We learned a lot of empowering lessons from those demanding times. One such lesson was — Auto Scaling; which is arguably the most important cloud management tool.
In the early days, when we knew little about handling traffic peaks, we had a monolithic architecture. A socket server would allow our IoT devices to connect & send data, which was then queued in a Redis cache until it got processed by our main server.
As our clients increased, the entire cloud pipeline was affected by the slowest component. The Redis cache which was used only for queuing soon had a large queue and ran out of memory.
At that time, not upgrading the cache for better memory specification would have meant losing valuable customer data. Hence, we selected the Redis plan so as to support data retention in the queue even during the peak traffic time.

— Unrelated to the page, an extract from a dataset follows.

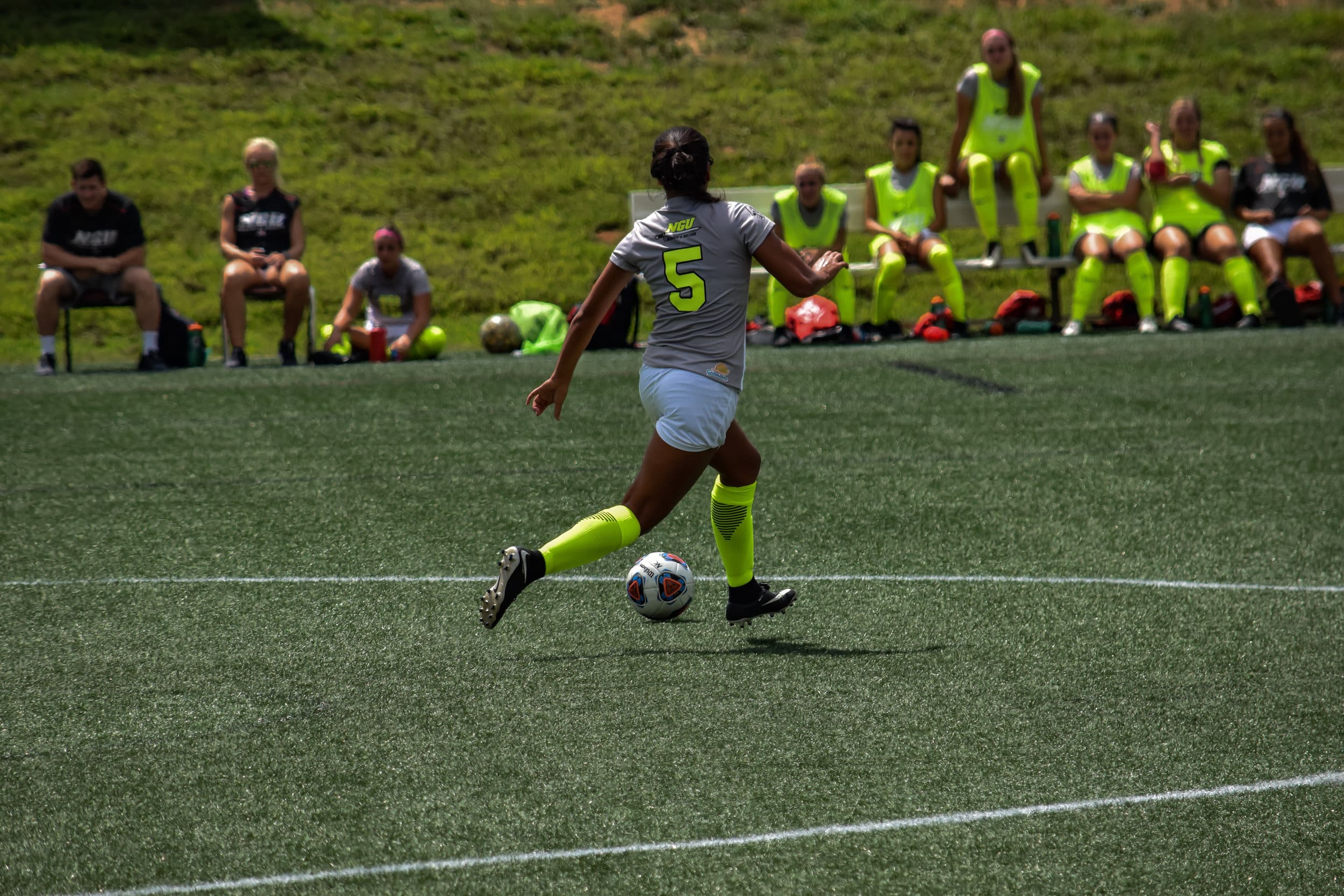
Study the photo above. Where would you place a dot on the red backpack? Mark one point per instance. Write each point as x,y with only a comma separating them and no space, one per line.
811,315
1120,310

The system was stable with this. The only problem was that we were paying a lot more than what we were utilizing. On deeper analysis, we found that the so-called “peak traffic” would occur only during certain hours of the day. 75% of the time, the extra memory opted, was unused. But, we were still paying for it.
Frankly, “auto-scaling” was a buzz word for us at that time. We had read a lot about it and understood that it helps to automatically detect your traffic & scale your cloud components. We knew that we absolutely needed this. But we could not find an easy plug and play solution for our scenario — Redis scaling on the Heroku platform.
So, we decided to do what we do best at Carnot — Start from basics and build your own in-house system
What we needed was a mechanism to
- Monitor the key metrics for Redis health check
- Detect incoming traffic (or load) on servers
- Create a cost-function to get the cheapest possible plan for current traffic
- Change the plan as detected by the cost-function
Well, that’s what we built for one Redis, then the other and another; until we created a standalone plug-and-play solution of our own — for any Redis on Heroku.
We have recently made this entire system open source. If you are facing a similar issue, feel free to set it up in your account and share your experience. Any issues/suggestions to improve the system are most welcome.
Broadly, this is how it works: We selected the two most important metrics for monitoring the Redis health — Memory Consumed & Clients Connected. A scheduled cron at a pre-defined frequency collects and stores these metrics for all enrolled Redis caches. The traffic detector indicates how close are we to exhausting the limits of our Redis. The cost function, then, takes in the key metrics along with traffic indication and provides the cheapest Redis plan to support the traffic. Finally, we use the all-powerful Heroku platform APIs to change the Redis plan dynamically, whenever required.
After sugar, spice & everything nice and an accidental chemical X, we are now capable of supporting over a million IoT nodes. We have definitely come a long way from those early times and learned a lot along the way.
As we grew, most of our systems moved away from Heroku (to AWS) in order to save costs. But, for any start-ups/developers out there who are dealing with around thousand client nodes and use Heroku as their preferred choice of platform (for its obvious ease of set-up), we hope this blog would be helpful.